Die Fähigkeit, hohe Checkouts zu treffen, zeigt nicht nur Mut, sondern auch strategisches Denken. Ein 120er Checkout bei 120 Rest ist wertvoller als drei 180er mit anschließendem Fehlversuch auf die Doppel.
Bogey Numbers: Die unsichtbare Gefahr
Hier wird Statistikverständnis zur Überlebensfähigkeit. Bogey Numbers sind Restwerte kleiner als 170, die nicht mit drei Darts ausgecheckt werden können: 169, 168, 166, 165, 163, 162 und 159.
Ein Profi mit 303 Punkten Rest würde mit einer 140 (dreimal Triple 20, einfach 20) auf 163 Punkte landen, eine Zahl die nicht gecheckt werden kann. Wirft er aber 133 (zweimal Triple 19, einfach 19), hat er zwar mit 170 Punkten mehr Rest, kann diese aber auschecken.
Das Vermeiden von Bogey Numbers ist eine Kunst, die sich in keiner Hauptstatistik zeigt, aber über Sieg und Niederlage entscheiden kann. Wenn du siehst, dass ein Spieler konsequent Bogey Numbers vermeidet, weißt du: Der denkt mit.
Was die Zahlen dir wirklich sagen
Ein Average von 40: Der Anfänger
Mit einem Average von etwa 40 einschließlich Checkout brauchst du etwa 37 Darts und dreizehn Würfe zum Auschecken.

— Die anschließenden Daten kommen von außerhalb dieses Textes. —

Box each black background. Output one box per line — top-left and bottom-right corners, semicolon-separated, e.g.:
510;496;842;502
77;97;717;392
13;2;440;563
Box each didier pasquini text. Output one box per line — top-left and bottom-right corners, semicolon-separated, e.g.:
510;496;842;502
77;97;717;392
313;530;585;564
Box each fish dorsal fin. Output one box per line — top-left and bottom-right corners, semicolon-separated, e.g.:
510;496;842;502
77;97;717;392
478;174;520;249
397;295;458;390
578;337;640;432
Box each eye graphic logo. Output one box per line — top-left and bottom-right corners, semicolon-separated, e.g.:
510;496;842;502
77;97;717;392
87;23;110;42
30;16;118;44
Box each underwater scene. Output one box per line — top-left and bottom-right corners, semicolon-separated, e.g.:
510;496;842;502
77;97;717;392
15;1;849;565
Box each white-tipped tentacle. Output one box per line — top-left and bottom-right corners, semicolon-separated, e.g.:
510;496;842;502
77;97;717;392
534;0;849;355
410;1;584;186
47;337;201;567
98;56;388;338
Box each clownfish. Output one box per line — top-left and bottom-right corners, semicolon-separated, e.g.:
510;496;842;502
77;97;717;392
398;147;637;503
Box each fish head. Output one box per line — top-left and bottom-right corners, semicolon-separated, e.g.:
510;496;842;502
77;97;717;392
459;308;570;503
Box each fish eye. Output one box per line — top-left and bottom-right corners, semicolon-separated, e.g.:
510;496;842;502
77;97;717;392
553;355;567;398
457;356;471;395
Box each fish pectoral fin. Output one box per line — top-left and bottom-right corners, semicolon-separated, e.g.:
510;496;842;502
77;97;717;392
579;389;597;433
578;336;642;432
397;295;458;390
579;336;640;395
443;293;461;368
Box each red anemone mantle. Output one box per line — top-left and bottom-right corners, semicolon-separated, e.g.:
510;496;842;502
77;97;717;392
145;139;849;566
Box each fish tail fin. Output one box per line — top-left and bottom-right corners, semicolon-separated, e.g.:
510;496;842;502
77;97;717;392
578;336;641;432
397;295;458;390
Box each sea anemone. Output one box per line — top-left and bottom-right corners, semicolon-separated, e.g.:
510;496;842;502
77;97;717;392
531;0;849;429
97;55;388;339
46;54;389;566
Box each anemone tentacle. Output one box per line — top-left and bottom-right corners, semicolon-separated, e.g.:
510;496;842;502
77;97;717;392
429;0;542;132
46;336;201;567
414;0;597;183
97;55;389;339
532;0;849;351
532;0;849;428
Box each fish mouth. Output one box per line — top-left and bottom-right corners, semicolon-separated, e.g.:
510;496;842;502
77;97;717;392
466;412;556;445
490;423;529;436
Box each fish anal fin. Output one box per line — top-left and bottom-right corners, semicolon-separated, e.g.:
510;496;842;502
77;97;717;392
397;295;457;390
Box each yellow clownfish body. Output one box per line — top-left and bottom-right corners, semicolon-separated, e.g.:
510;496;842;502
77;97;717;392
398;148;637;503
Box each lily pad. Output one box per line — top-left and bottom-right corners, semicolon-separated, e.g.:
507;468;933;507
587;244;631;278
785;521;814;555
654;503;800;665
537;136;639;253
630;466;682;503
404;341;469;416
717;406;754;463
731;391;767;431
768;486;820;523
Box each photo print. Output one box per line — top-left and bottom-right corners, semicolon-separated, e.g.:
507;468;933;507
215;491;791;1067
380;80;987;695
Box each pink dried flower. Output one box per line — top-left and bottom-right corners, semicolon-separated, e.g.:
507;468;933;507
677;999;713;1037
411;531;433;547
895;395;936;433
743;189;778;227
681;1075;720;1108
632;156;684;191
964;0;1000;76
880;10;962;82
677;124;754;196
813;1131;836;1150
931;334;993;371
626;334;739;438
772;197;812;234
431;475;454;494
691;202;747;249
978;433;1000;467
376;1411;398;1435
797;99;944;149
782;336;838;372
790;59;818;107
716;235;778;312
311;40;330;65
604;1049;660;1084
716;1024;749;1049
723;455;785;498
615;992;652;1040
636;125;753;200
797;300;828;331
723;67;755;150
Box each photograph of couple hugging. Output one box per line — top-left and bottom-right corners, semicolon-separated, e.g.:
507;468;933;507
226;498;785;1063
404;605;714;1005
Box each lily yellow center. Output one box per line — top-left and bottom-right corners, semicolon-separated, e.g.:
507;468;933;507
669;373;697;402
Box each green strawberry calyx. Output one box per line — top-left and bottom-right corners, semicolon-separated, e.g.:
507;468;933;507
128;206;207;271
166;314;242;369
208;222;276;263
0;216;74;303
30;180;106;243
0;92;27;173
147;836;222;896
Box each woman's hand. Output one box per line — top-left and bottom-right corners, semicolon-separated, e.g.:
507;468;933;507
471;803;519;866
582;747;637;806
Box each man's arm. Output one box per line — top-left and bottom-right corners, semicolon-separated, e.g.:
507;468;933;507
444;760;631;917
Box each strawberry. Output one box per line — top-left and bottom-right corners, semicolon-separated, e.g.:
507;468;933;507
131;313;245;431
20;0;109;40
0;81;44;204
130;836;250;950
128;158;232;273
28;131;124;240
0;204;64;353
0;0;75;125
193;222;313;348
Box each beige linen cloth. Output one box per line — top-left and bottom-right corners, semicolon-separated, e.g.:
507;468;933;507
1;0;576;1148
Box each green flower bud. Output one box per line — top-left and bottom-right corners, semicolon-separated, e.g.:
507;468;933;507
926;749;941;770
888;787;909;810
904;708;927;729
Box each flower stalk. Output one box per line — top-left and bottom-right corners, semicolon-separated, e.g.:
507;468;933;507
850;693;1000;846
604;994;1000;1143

Das ist anständig für einen Anfänger. Du bist kein Random Darter mehr, der einfach irgendwohin wirft.
Ein Average von 50: Der Liga Spieler
Ein Average von 50 bedeutet, du checkst in etwa 30 Darts aus. Jeder Spieler, der konstant 50 oder höher wirft, wird regelmäßig Spiele in der lokalen Liga gewinnen. Du bist jetzt ein ernstzunehmender Gegner.
Ein Average von 80: Die Q School Schwelle
Wenn du die begehrte Tour Card bei der PDC Q School erwerben möchtest, macht es ab einem Average von 80 pro drei Darts Sinn, dein Glück zu versuchen. Die Checkout Rate liegt bei erfolgreichen Kandidaten fast immer über 20 Prozent.
Ein Average von 85: Der Profi Anwärter
Für eine ernsthafte Chance auf die Tour Card brauchst du einen Average von etwa 85. Liegt er näher bei 80, wird es schwierig, aber nicht unmöglich.
Ein Average von 90+: Die Elite
Bei den WM Finalsiegern liegt der Durchschnitt bei 99,52 Punkten in der PDC seit 1994. Die Verlierer der Finale warfen 94,54 Punkte. Der Unterschied von fünf Prozent trennt Champions von Runner ups.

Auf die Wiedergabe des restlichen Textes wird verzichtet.